Sebagai negara dengan catatan sejarah yang panjang, Indonesia memiliki banyak peninggalan bersejarah yang tersebar pada berbagai daerah. Sebagian di antaranya terawat dengan baik dan telah ditetapkan sebagai cagar budaya. Sementara sebagian lainnya masih dalam tahap pengajuan untuk ditetapkan sebagai cagar budaya.
Hingga kini, Indonesia memiliki 99.458 warisan budaya yang bersifat kebendaan. Sementara peninggalan bersejarah yang telah ditetapkan sebagai cagar budaya berjumlah 1.635 obyek. Jumlah ini sangat mungkin untuk bertambah mengingat masih terdapat 49.777 obyek yang diduga sebagai cagar budaya.
Banyaknya cagar budaya yang dimiliki oleh Indonesia tidak terlepas dari banyaknya jumlah kerajaan serta peristiwa bersejarah yang tercatat sejak abad ke-5 Masehi hingga kini.

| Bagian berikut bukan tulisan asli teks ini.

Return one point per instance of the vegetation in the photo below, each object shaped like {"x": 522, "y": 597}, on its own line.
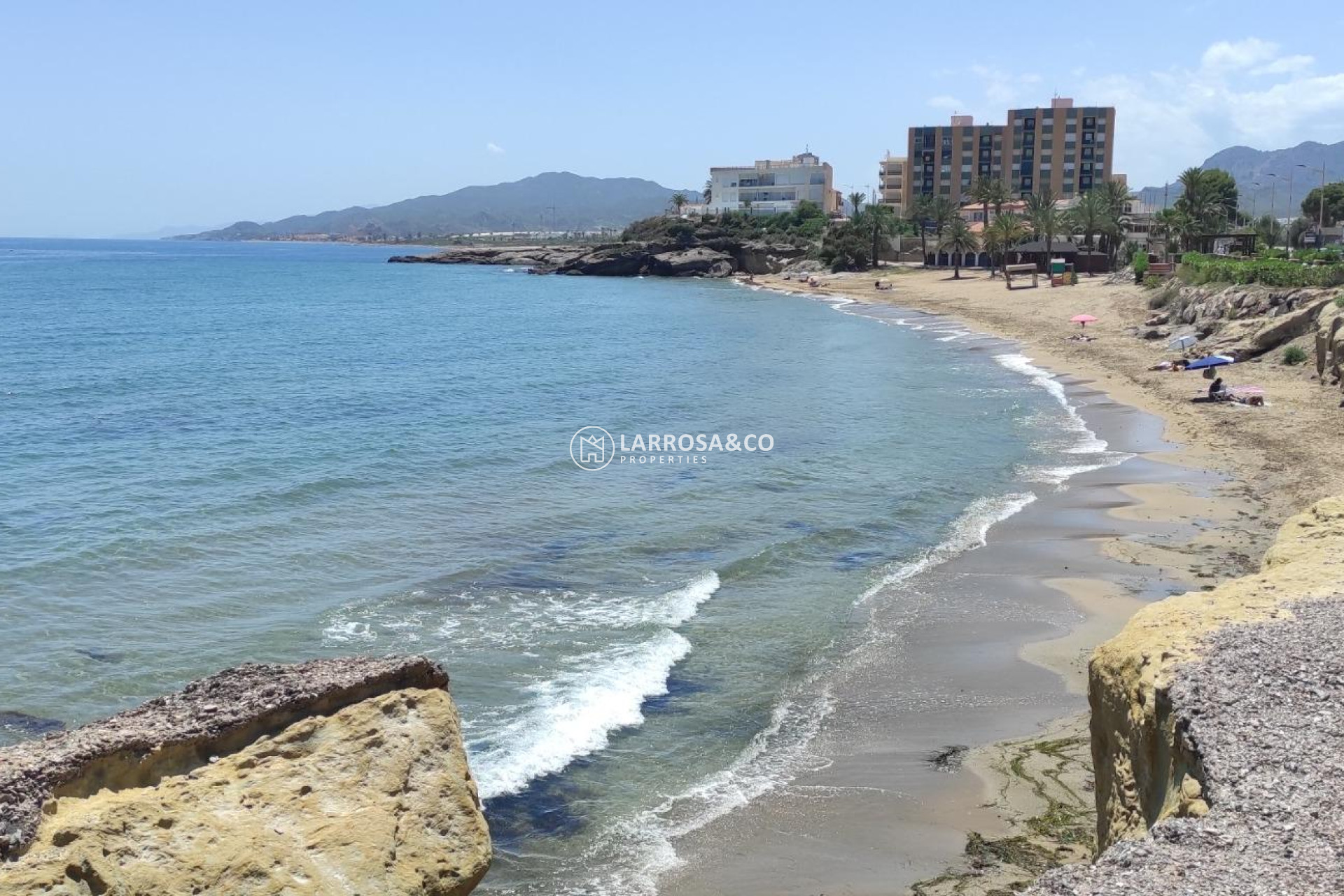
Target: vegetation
{"x": 1046, "y": 220}
{"x": 1334, "y": 203}
{"x": 802, "y": 227}
{"x": 857, "y": 200}
{"x": 1004, "y": 232}
{"x": 958, "y": 241}
{"x": 879, "y": 222}
{"x": 1270, "y": 272}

Periode autokrasi, kolonialisme, hingga kemerdekaan yang telah berlangsung selama sekitar 16 abad mewariskan banyak peninggalan bersejarah bagi Indonesia.
Bersama Vietnam, Indonesia menjadi negara dengan jumlah cagar budaya terbanyak di Asia Tenggara yang telah diakui oleh dunia. Hingga kini terdapat lima cagar budaya Indonesia yang telah diakui oleh Organisasi Pendidikan, Ilmu Pengetahuan, dan Kebudayaan Perserikatan Bangsa-Bangsa (UNESCO).
Banyaknya cagar budaya yang dimiliki oleh Indonesia melahirkan tantangan tersendiri, terutama terkait pelindungan yang menjadi bagian dari upaya pelestarian. Apalagi, sebagian cagar budaya berada di daerah zona bencana kategori risiko tinggi.
Oleh sebab itu, pemetaan cagar budaya di lokasi bencana menjadi hal penting yang perlu diperhatikan untuk menentukan langkah-langkah pelindungan khusus bagi obyek cagar budaya di berbagai daerah. Lalu, bagaimana posisi cagar budaya di Indonesia berdasarkan peta zona bencana?
Baca juga: Merawat Eksistensi Museum Kala Pandemi
Potensi bencana
Litbang Kompas coba membuat pemetaan titik lokasi cagar budaya berdasarkan peta risiko bencana per kabupaten/kota di Indonesia. Data yang digunakan adalah cagar budaya peringkat nasional yang dirilis dalam Sistem Registrasi Nasional Cagar Budaya.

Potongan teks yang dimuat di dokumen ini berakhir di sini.